Careers attending tables in top restaurants could be the next catering craze to really start cooking. Marian Pallister serves up the reasons why

IT IS quite understandable that a young man in search of a fortune should look to Gary Rhodes or Nick Nairn as his role model. Knowing 20 ways to cook a wild mushroom can get you on the telly, and with a bit of hair gel and a flamboyant way with a bottle of extra virgin olive oil you are well on the way to having women queue to ask you to pen your autograph on their aubergines.

Equally - and there is a definite trend towards equality even in the restaurant kitchen - for a young woman with a career in catering in mind to mould herself on the sainted Delia Smith could obviously bring her powers beyond the wildest dreams of Baroness Thatcher. When Smith says poach a prune with your pork, the nation poaches and is gratefully regular as a happy by-product.

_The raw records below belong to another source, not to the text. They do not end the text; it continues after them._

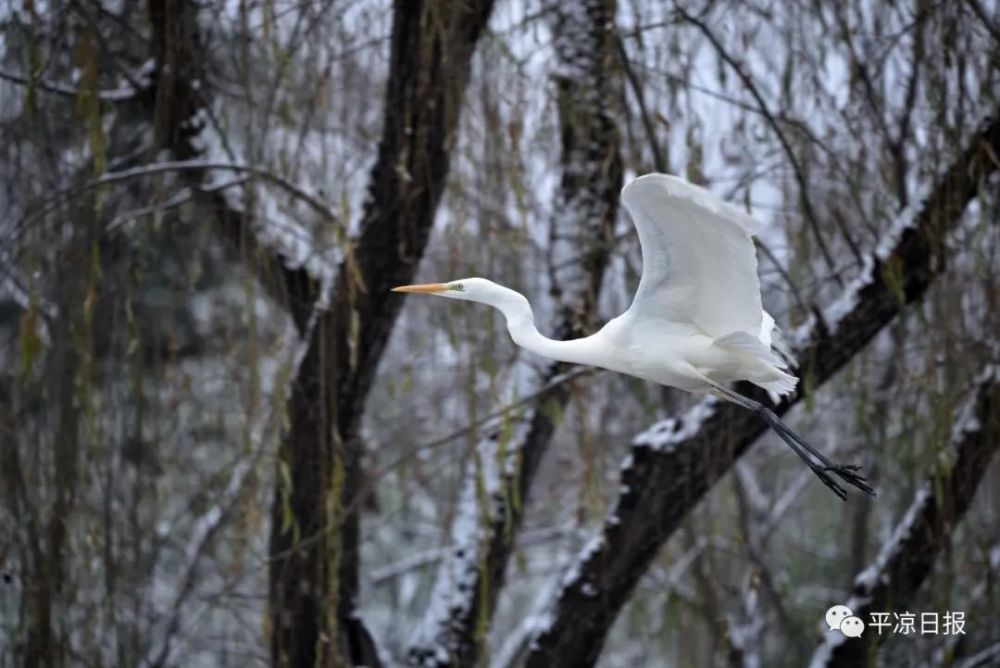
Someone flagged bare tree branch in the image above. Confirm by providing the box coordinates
[527,111,1000,666]
[677,7,861,274]
[810,366,1000,668]
[269,0,493,666]
[408,0,622,666]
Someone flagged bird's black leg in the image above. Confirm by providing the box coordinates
[709,381,875,499]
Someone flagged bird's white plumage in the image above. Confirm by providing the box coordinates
[394,174,874,498]
[622,174,774,346]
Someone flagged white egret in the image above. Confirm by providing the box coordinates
[393,174,874,498]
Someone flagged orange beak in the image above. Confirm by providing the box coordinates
[392,283,448,294]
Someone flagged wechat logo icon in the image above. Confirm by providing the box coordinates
[826,605,865,638]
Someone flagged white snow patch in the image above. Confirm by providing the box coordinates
[623,396,719,452]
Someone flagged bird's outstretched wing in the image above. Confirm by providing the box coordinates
[622,174,773,343]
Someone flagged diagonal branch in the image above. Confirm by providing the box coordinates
[408,0,622,666]
[527,115,1000,666]
[677,7,861,274]
[810,366,1000,668]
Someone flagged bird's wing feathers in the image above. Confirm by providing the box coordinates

There are, however, no role models in the world of waiting, unless you count generations of Punch cartoons of the ``waiter there's a fly in my soup'' variety, and Manuel, who achieved martyrdom in Fawlty Towers.

In Britain, waiters are a joke, not a profession. We wait on tables in our summer holidays from school and college, and dine out for years on the anecdotes about the disgusting things we did to people's food in re-venge for diners behaving like our masters rather than our mates.

Actors wait when they are ``resting''. Struggling writers do it ostensibly to garner material about the human condition for their great works, but in reality to keep the wolf from the door. In short, everybody does it except the people who have an HNC in waiting.

The trouble is, too few people actually have an HNC, which encompasses the finer arts of the service side of the catering industry. Being a chef is sexy. Being a waiter is not. In England, this has reached crisis point and in June 250 representatives of the industry met to discuss the reason for catering colleges suffering a shortage of students wanting to learn the basics of waiting on table, serving behind the bar or managing the business. In Scotland, while they are not exactly searching the highways and byways for students, the attitude is the same.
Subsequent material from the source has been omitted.